Resenhas

Ursula K. Le Guin e O feiticeiro de Terramar

Olá, leitores!

Eu estou gostando muito de escrever postagens sem a pretensão de transformar em resenhas, por isso esta será mais uma. Para mim, é divertido pegar um aspecto que me chamou atenção e discuti-lo com vocês. E vocês, como bons leitores que são, ao se interessarem, lerão a obra e perceberão outros pontos igualmente interessantes. Especialmente hoje o que irei conversar não está no enredo, mas no posfácio de 5 páginas da edição brasileira, lançada pela Editora Arqueiro.

Tenho certeza que vocês já pegaram um livro, na maior parte das vezes sendo de um autor que nós amamos desesperadamente, e sentiram vontade de grudar post-it nele todo. Ou até de riscar, se houver alguém versado nessa prática maligna. Eu senti vontade foi de tirar xerox do posfácio e distribuir para os tolos, para os confusos, para os amantes de fantasia e/ou de uma boa leitura, para os ativistas, para os meus amigos e inimigos. Eu só queria, e ainda quero, que as pessoas leiam Ursula K. Le Guin e se apaixonem.

O feiticeiro de terramar
O feiticeiro de Terramar, de Ursula K. Le Guin.

A chave principal no posfácio d’O feiticeiro de Terramar é “em 1967”; já dá pra imaginar que tem todo um contexto histórico envolvido só com essa entrada. Em 1967, O feiticeiro de Terramar, apesar de certa originalidade, apresentava em seus alicerces o suficiente de um caráter convencional para ser bem aceito. A velha e amada ‘trajetória do herói’, sendo aplicada a um livro de fantasia com uma linguagem acessível para qualquer faixa etária.

Ursula era uma mulher que escrevia fantasia e ficção-científica na década de 1960, portanto, sabia quais batalhas lutar e como devia apresentar seu trabalho. Contudo, acabou deixando subentendida uma série de coisas, sem chamar atenção para elas, que mostravam um posicionamento bem forte acerca de várias discussões. No posfácio, ela evidencia quais posicionamentos ficaram subentendidos e revela alguns pontos que eu deixei passar desapercebidos durante a leitura. Um dos primeiros faz referência ao papel da mulher na fantasia:

De qualquer forma, as histórias não eram sobre as mulheres; eram sobre os homens, o que os homens faziam e o que era importante para eles.

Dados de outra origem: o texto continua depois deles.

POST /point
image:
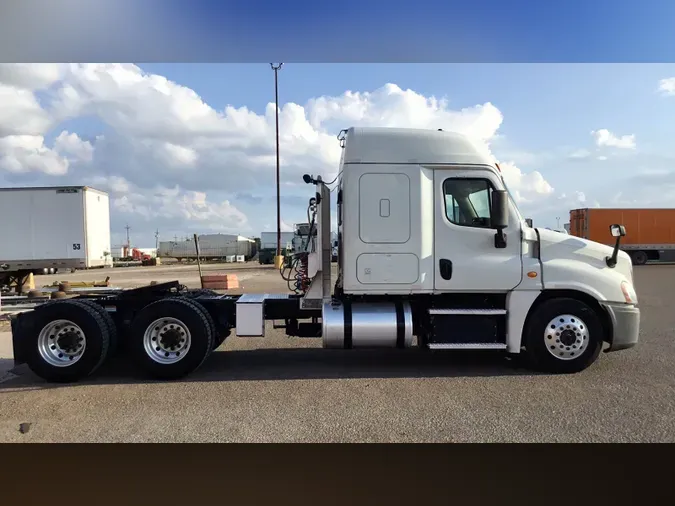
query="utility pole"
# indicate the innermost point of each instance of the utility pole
(276, 68)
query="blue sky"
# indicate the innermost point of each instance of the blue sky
(175, 163)
(546, 106)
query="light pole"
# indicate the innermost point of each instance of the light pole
(276, 67)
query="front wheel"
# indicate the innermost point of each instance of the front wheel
(563, 336)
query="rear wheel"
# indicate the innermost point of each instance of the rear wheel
(218, 339)
(563, 336)
(68, 341)
(171, 338)
(109, 323)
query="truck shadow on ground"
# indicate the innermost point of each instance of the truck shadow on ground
(306, 364)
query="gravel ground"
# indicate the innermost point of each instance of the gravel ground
(281, 389)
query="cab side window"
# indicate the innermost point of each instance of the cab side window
(468, 201)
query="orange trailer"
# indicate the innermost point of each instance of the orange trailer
(650, 233)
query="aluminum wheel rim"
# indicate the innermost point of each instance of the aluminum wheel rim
(566, 337)
(167, 340)
(61, 343)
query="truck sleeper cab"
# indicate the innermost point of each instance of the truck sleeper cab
(432, 252)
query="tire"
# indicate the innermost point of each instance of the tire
(639, 258)
(170, 338)
(49, 357)
(109, 322)
(556, 350)
(218, 339)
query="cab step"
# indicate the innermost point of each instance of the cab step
(467, 346)
(467, 328)
(468, 312)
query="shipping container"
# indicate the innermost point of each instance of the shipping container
(650, 233)
(54, 227)
(211, 246)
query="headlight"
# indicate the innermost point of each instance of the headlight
(628, 292)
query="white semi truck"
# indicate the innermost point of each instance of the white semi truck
(432, 253)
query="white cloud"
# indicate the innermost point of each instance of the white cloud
(604, 137)
(170, 159)
(71, 144)
(20, 112)
(579, 154)
(667, 86)
(21, 154)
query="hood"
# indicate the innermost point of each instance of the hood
(557, 245)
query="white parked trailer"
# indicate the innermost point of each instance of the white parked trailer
(54, 227)
(268, 240)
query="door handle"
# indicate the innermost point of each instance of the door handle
(445, 266)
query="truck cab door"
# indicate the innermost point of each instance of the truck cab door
(465, 256)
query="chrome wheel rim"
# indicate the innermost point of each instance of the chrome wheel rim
(61, 343)
(566, 337)
(167, 340)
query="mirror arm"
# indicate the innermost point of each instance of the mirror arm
(611, 261)
(500, 238)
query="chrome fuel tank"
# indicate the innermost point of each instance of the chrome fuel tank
(367, 325)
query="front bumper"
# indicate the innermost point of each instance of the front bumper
(625, 325)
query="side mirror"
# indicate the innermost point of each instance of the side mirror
(500, 216)
(500, 209)
(617, 231)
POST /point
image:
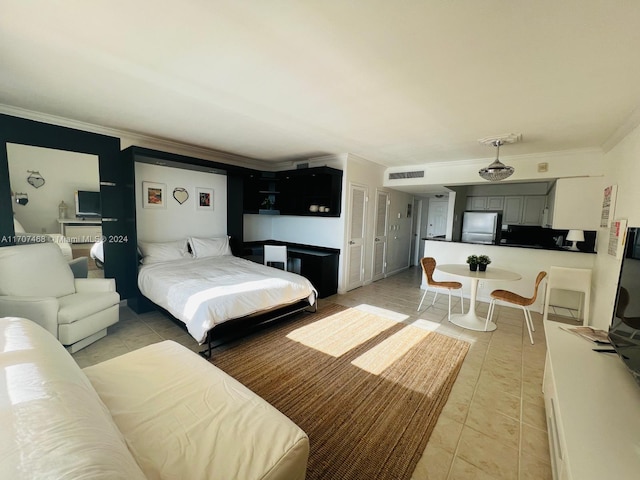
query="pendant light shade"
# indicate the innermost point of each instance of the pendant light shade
(497, 170)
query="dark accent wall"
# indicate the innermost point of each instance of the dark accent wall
(115, 180)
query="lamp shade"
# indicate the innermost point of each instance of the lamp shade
(575, 236)
(497, 170)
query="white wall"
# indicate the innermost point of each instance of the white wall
(178, 221)
(560, 164)
(623, 169)
(64, 173)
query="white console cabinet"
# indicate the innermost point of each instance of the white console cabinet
(77, 230)
(592, 407)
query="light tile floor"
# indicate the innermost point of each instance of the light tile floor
(493, 425)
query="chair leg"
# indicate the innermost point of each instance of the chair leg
(490, 313)
(422, 300)
(527, 320)
(545, 310)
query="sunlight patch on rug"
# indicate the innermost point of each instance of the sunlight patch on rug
(425, 324)
(336, 334)
(386, 353)
(382, 312)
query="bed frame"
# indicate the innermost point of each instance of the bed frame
(239, 327)
(234, 328)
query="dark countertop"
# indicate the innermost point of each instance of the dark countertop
(553, 248)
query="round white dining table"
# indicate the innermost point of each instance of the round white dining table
(470, 319)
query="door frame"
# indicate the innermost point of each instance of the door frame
(375, 236)
(351, 187)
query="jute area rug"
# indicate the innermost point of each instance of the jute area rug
(367, 390)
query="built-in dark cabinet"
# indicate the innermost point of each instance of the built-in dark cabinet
(309, 191)
(318, 264)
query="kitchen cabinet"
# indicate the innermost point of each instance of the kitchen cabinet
(577, 203)
(494, 203)
(293, 192)
(533, 209)
(516, 209)
(512, 213)
(523, 210)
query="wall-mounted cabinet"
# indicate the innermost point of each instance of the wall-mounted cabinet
(577, 203)
(485, 203)
(516, 209)
(310, 191)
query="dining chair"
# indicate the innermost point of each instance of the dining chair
(274, 255)
(516, 299)
(428, 266)
(574, 280)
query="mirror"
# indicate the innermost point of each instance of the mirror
(36, 201)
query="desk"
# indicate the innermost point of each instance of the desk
(78, 230)
(470, 320)
(318, 264)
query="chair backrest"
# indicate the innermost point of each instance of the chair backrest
(35, 270)
(428, 266)
(275, 254)
(539, 279)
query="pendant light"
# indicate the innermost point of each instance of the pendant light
(497, 170)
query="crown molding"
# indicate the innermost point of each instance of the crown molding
(632, 122)
(145, 140)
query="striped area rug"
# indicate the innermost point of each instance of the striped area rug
(366, 389)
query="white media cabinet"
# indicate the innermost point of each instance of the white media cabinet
(592, 407)
(77, 230)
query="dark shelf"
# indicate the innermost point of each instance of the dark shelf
(296, 191)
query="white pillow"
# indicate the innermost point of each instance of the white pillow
(210, 247)
(153, 252)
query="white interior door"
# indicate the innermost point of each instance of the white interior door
(355, 248)
(380, 238)
(437, 218)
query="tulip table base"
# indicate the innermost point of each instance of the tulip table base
(471, 320)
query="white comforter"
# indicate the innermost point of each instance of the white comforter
(204, 292)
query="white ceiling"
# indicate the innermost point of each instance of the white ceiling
(398, 83)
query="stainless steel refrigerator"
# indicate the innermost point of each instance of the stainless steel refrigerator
(481, 227)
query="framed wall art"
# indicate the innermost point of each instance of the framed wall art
(204, 198)
(154, 195)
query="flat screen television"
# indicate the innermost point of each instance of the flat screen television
(624, 332)
(88, 204)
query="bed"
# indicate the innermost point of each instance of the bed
(201, 284)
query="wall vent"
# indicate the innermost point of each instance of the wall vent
(398, 175)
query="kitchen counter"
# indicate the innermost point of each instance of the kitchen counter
(526, 260)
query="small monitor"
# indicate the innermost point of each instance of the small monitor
(88, 204)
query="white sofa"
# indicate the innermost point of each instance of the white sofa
(160, 412)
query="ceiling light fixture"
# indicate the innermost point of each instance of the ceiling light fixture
(497, 170)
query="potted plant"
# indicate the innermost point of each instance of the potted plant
(483, 261)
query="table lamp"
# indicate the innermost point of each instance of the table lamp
(575, 236)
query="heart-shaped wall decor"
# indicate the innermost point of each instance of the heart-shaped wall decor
(180, 194)
(35, 180)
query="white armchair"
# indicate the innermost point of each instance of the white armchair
(37, 283)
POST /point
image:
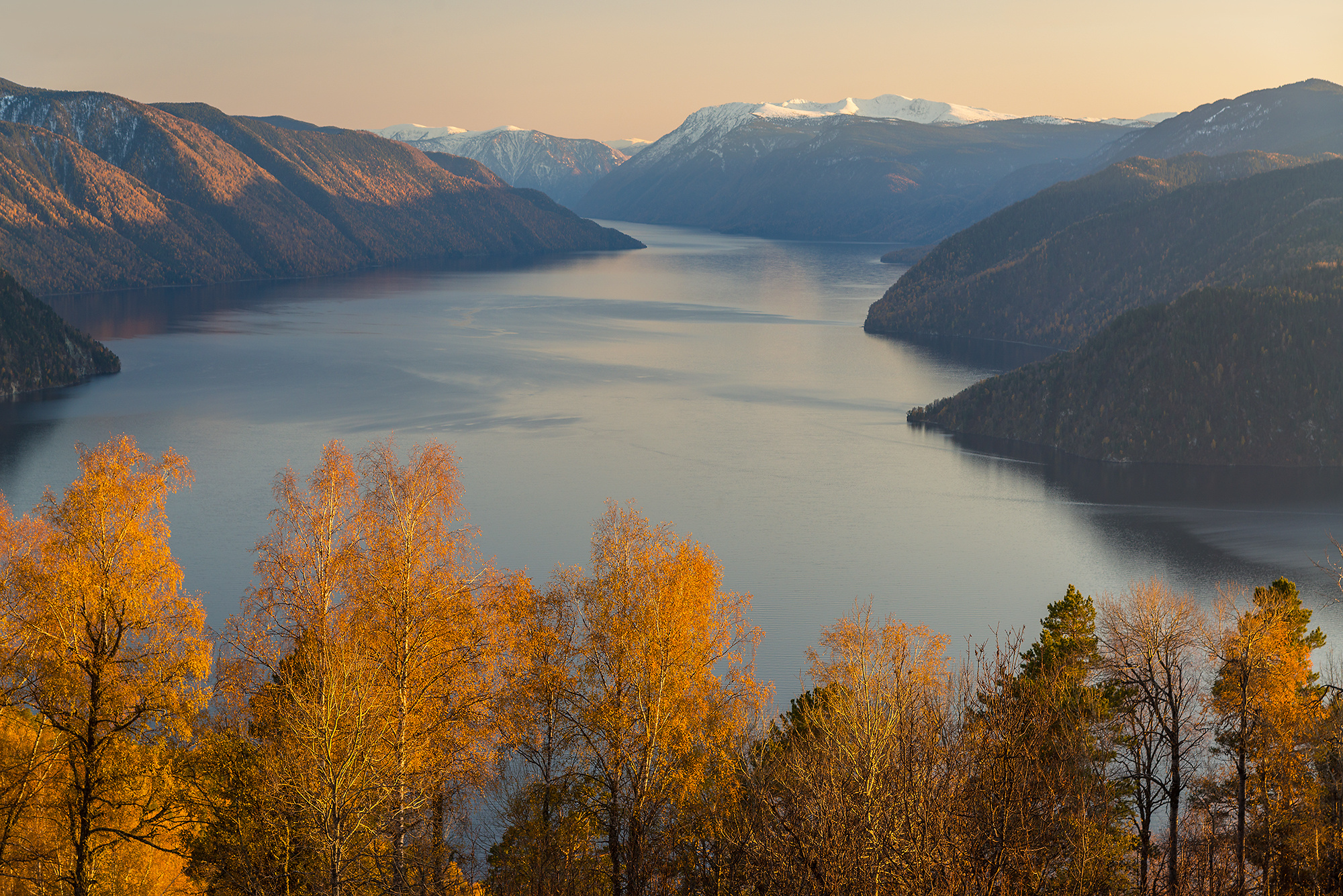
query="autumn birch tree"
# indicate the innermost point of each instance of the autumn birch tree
(112, 656)
(667, 666)
(1153, 644)
(424, 616)
(315, 694)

Não vamos ter uma mulher forte em evidência, lembrem-se que ela deixou o livro ser tradicional o suficiente para não ser renegado. Entretanto, ela não deixará as mulheres serem subestimadas, nada daquela história manjada de princesa que precisa ser salva. O que ela nos dá é uma vilã menor, mesmo não sendo o principal mal a ser superado, mas que se torna uma pedra no caminho do seu protagonista. Esta vilã aparece duas vezes na história: quando menina e quando mulher. Uma mulher branca.

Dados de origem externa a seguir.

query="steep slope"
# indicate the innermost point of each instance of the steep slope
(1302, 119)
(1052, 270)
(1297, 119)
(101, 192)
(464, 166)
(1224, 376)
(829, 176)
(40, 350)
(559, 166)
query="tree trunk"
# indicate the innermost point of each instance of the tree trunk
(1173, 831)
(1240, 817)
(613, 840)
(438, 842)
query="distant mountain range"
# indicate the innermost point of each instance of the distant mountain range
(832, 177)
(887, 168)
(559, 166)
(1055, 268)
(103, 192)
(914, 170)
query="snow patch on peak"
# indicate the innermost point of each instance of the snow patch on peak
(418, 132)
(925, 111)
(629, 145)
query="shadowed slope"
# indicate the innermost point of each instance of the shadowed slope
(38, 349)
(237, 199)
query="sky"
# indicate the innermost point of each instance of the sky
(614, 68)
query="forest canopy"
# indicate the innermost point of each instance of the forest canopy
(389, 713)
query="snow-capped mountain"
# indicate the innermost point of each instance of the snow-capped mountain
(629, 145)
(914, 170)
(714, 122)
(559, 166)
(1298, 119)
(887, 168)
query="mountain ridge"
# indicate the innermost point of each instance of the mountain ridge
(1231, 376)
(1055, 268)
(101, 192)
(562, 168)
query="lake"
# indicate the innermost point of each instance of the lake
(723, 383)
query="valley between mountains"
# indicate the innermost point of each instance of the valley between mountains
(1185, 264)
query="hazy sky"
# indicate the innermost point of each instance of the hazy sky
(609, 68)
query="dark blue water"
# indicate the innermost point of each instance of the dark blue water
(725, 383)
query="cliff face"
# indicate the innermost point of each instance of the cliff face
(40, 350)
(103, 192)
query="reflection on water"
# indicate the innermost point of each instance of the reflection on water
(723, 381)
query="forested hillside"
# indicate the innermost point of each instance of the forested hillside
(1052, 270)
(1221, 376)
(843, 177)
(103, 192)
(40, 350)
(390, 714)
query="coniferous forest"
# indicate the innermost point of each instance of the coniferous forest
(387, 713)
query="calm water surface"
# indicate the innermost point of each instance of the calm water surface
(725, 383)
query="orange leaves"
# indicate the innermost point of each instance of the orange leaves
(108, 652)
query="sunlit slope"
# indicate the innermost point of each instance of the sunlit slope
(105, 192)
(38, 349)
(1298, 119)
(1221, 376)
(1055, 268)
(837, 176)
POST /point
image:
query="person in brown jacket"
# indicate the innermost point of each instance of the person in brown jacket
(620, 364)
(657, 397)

No primeiro capítulo, os invasores de Kargad são brancos. Serret, que traiu Ged quando era menina e mulher, é branca.

Isso nos faz perceber outro posicionamento incrível que a autora tem. Veja só: podemos não ter uma mulher poderosa como centro, mas o que ela nos dá são personagens, em sua maioria, de pele escura, “cobre e marrom até o negro dos domínios do Sul e do Leste”, como protagonista e aliados. Ou seja, não eram pessoas brancas salvando o reino e o mundo; na verdade, Ursula os apresenta como o pior tipo. Segundo a autora:

Um grande número de leitores brancos, em 1967, não estava pronto para aceitar um herói de pele escura. Mas eles não estavam esperando por isso.

Nem eu estava esperando por isso! Eu pensei em um livro de fantasia no grosso, aquele tipo que segue padrões bem estipulados e que te encantam pela qualidade do universo em que estão inseridos. Tapa na cara! Percebi que o protagonista não era caucasiano bem depois dos primeiros capítulos, seu melhor amigo é negro e seus aliados são o que eles quiserem ser, menos brancos. Pode parecer extremista, isso ocorre porque estou dizendo a vocês na lata, mas durante o livro você mal percebe. Pensa nisso em 1967!

Eu me opus à tradição racista, “tomei uma posição” — mas em silêncio, e isso passou praticamente desapercebido.

Outro ponto ao qual a autora alude é sobre os combates, as guerras, tão presentes nos livros de fantasia. É sempre a luta do Davi contra o Golias, a luta contra um grande mal, um inimigo injusto. Eles contra Nós. O Bem contra o Mal. Que se reduz a nada mais que um banho de sangue. Onde o herói se rebaixa a atuar como o vilão, mas por estar no lado certo da linha não é condenado. Este é mais um quesito em que a obra diverge de um arco tradicional, pois, para a autora:

Um herói cujo heroísmo consiste em matar pessoas não me interessa, e detesto as orgias hormonais de guerra das mídias visuais, o massacre mecânico de batalhões infinitos de demônios vestidos de preto, com olhos vermelhos e dentes amarelos.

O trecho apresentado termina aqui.